HNW - Re: Quilts and Coverlets

Larsdatter, Karen Karen at stierbach.atlantia.sca.org
Thu Apr 30 12:59:52 PDT 1998


I found another picture of medieval embroidered bed-linens.  (For 
those of you playing along at home, turn to page 57 of "Chronicles of 
the Age of Chivalry: The Plantagenet Dynasty from the Magna Carta to 
the Black Death," edited by Elizabeth Hallam.  Copyright 1995 CLB 
Publishing, ISBN 0-517-14080-2.)

There is a picture on this page, captioned as follows:  "Drawn thread 
work decorates this noble's bed, underneath the woolen coverlet."  It 
is in fact from a 14th century French manuscript at the Bibliotheque 
Ste. Geneviève in Paris, entitled "Le Roman des Trois Pélerinages," 
by Guillaume de Digulleville, and depicts Chastity and Poverty making 
a bed for hope.

The embroidery (it looks a lot like blackwork, actually) features 
quatrefoils within diamonds along bands that go across the width of 
the bed and on either end of the pillow.  I have absolutely no clue 
how this particular drawn thread work would be done if it were 
indeed drawn thread work to the general scale of the rest of the 
illumination (the bands are about as wide as the faces of the two 
human figures).

The text on this page reads (in part):

- ---

Even grand 14th-century homes were sparsely furnished by modern 
standards, but people were coming to expect a higher level of 
domestic comfort.  Glass windows were an expensive luxury, but they 
were increasingly common by the end of the century; and hangings, 
carpets and other furnishings are frequently mentioned in household 
accounts.

Social activity in the household was no longer centred on the great 
hall.  The lord, his lady and their family lived in the upstairs 
bedchamber, where they slept, received visitors and took occasional 
meals.  The hall was reserved for special festivities, when the 
tables were spread with linen damask tablecloths ...

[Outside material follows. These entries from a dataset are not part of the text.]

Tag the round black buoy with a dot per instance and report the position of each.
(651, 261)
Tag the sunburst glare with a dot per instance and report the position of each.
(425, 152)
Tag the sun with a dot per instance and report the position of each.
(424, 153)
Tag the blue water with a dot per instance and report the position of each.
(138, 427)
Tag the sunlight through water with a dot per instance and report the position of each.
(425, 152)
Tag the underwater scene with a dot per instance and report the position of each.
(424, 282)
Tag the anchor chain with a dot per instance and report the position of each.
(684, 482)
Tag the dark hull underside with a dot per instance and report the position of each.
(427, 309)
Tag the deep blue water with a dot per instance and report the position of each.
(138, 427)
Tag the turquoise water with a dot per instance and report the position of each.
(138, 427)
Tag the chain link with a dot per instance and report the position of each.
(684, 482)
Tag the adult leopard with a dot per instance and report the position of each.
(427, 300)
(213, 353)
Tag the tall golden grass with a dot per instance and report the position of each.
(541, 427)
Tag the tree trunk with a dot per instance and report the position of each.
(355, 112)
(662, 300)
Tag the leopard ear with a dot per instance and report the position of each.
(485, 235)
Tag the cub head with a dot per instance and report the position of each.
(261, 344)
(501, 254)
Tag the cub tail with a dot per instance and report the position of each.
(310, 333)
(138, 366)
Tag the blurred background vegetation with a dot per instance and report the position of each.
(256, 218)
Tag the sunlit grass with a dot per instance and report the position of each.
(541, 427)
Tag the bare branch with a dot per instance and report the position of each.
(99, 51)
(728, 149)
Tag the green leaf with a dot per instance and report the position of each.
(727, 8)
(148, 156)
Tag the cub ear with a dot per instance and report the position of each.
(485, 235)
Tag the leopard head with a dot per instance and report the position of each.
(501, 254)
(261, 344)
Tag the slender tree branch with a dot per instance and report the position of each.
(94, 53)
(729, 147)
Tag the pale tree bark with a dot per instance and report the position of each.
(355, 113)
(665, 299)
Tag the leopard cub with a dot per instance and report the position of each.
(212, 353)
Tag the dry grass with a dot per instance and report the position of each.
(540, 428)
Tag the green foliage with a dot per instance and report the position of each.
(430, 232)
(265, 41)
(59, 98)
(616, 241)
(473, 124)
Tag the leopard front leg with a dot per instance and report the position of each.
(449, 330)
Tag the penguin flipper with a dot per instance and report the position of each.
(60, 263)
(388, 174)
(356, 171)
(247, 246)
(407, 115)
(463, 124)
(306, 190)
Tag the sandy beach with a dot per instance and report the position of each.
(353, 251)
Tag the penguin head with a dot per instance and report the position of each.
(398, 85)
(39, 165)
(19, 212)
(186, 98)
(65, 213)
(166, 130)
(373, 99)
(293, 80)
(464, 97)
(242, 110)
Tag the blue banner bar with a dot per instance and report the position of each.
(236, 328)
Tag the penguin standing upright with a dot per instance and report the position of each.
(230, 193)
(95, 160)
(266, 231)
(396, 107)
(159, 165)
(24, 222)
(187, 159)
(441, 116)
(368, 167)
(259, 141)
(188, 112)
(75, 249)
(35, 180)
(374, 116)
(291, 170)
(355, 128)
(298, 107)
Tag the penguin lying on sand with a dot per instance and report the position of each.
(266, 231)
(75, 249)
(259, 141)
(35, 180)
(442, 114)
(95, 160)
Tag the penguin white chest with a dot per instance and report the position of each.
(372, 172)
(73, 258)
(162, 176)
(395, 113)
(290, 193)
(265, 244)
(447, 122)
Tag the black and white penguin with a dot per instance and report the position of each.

Furniture was limited to beds, chairs or benches, which could be 
easily transported when their owners went on journeys, as was often 
the case with royal and noble families ...

The bed was the most important single piece of furniture.  It was 
furnished with one dorsal and three side curtains, often richly 
decorated with embroidery in worsted wools on linen.  Some beds also 
had a canopy.  The curtains were suspended by rings from poles and 
were taken down and foled up for travelling when their owner moved 
on.  Only the platform or bedstead was provided by the host.  
Travellers also brought their own mattress and bedding, sheets, 
pillows and coverlets.  Coverlets were occasionally lined with 
miniver and pillow-cases decorated with drawn thread work to add a 
touch of luxury.  Although the curtains could be drawn to provide 
privacy, the bed was part of the ordinary furnishings of the chamber 
where visitors were received and business took place ...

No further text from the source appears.